Метель улеглась, утро было тихое, серенькое, реденький снежок падал с неба. Лунин медленно брел между изб по улице, как вдруг услышал характерное тарахтенье. К деревне приближался самолет У-2. Лунин приподнял голову и увидел, как он выполз с западной стороны из-за леса и низко-низко перетянул над крышами, двигаясь к аэродрому. «Неужто из Ленинграда? — подумал Лунин. — И без сопровождения, один. На таком безоружном тихоходе повстречать над озером „мессершмитт“ радости мало… — Он вспомнил, что Уваров летает на У-2.— А вдруг это Уваров?»
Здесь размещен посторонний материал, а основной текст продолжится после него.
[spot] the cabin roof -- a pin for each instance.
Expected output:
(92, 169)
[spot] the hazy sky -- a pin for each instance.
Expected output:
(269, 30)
Лунин взошел на крыльцо, почистил ноги еловым веником и поднялся в столовую. Обычно за завтраком он встречался в столовой с Проскуряковым и Ермаковым, но на этот раз столовая оказалась совсем пустой. Он с удивлением убедился, что ему предстоит завтракать в полном одиночестве.
Хильда подала ему завтрак.
— Еще никто не завтракал, — сказала она. — Комиссар дивизии прилетел, и все пошли встречать его на аэродром.
Лунин всегда радовался встречам с Уваровым, потому что Уваров был очень ему интересен. Встречался он с ним в землянке Рассохина или в летном кубрике в присутствии двух-трех очень близких людей и разговаривал попросту, почти как с равным, без всякой торжественности. Здесь же дело было совсем другое: здесь находился полк, и в полк этот прибыл комиссар дивизии, естественно, что встреча должна была носить вполне официальный характер. Здесь Уваров — не хорошо знакомый, близкий человек, а начальник; и Лунин, который терпеть не мог лезть на глаза начальству ни до войны, ни теперь, заторопился, чтобы поскорей позавтракать и уйти.
Прилет Уварова отчасти даже встревожил Лунина. Если Проскурякову и Ермакову известно что-нибудь о вчерашних похождениях Серова, так появление комиссара дивизии только к худшему. Командование полка нетрудно было бы уговорить посмотреть на проступок Серова снисходительно, но в присутствии такого высокого начальства они, пожалуй, не осмеляться выгородить его.
Наскоро поев, Лунин, как всегда, направился к техникам своей эскадрильи, а от них — в ПАРМ. Проведя в ПАРМе около часа, он вышел оттуда вместе с Деевым, который торопился на комсомольское собрание, происходившее в избе, где жили мотористы.
— Ко мне сегодня заходил Серов, — сказал Деев.
— Когда? — удивился Лунин.
— Когда вы завтракали.
Деев чуть-чуть усмехнулся, и по этой усмешке Лунин понял, что Серов, проснувшись, сразу пошел к парторгу и рассказал все.
— Что же вы ему сказали?
— Я? — переспросил Деев. — Ничего. А что ему сказать? Он сам не хуже меня понимает. По-моему, пустяки. Такой не сопьется. Здесь другое плохо…
— Другое? — спросил Лунин.
— Тоскует он очень, — сказал Деев. — Дела у него нет сейчас. Без дела с тоской сладить трудно…
Шагов десять прошли они молча. Потом Лунин спросил:
— А Ермаков знает?
— Да мы с Ермаковым еще ночью знали.
— Ну и как он?
— Ермаков насчет пьянства крут. Не терпит.
— Что же будет?
— Он доктора уже с утра к себе вызвал.
— Только доктора?
— Только доктора. Затеял-то ведь все доктор… Ермаков решил доктора разнести.
— Разнес?
— Не успел. Прилетел Уваров, и все отложилось.
— А Уварову скажут?
— Не знаю.
Деев еще рассказывал, а Лунин уже смотрел на Уварова, который стоял у крыльца избы мотористов и поджидал их обоих, издали им улыбаясь.
— А, Константин Игнатьич, — сказал он, когда они подошли к крыльцу, и пожал руку сначала Лунину, потом Дееву. — Нет уж, заходите, мы вас не отпустим. Тут одного из ваших мотористов в комсомол принимают.
Смотря в приветливое, веселое лицо Уварова, Лунин и сам повеселел. Он вовсе не думал идти на комсомольское собрание, но теперь с удовольствием вошел в эту большую, полную махорочного дыма избу, где со всех сторон на них глядели молодые, огрубевшие от мороза и ветра лица. Комсомольцы эскадрильи — главным образом мотористы и несколько молоденьких техников — сидели на всех нарах и лавках.
— Не вставайте! Сидите! Продолжайте, — сказал Уваров. — Здравствуйте, здравствуйте! — и тихонько присел в углу вместе с Луниным и Деевым.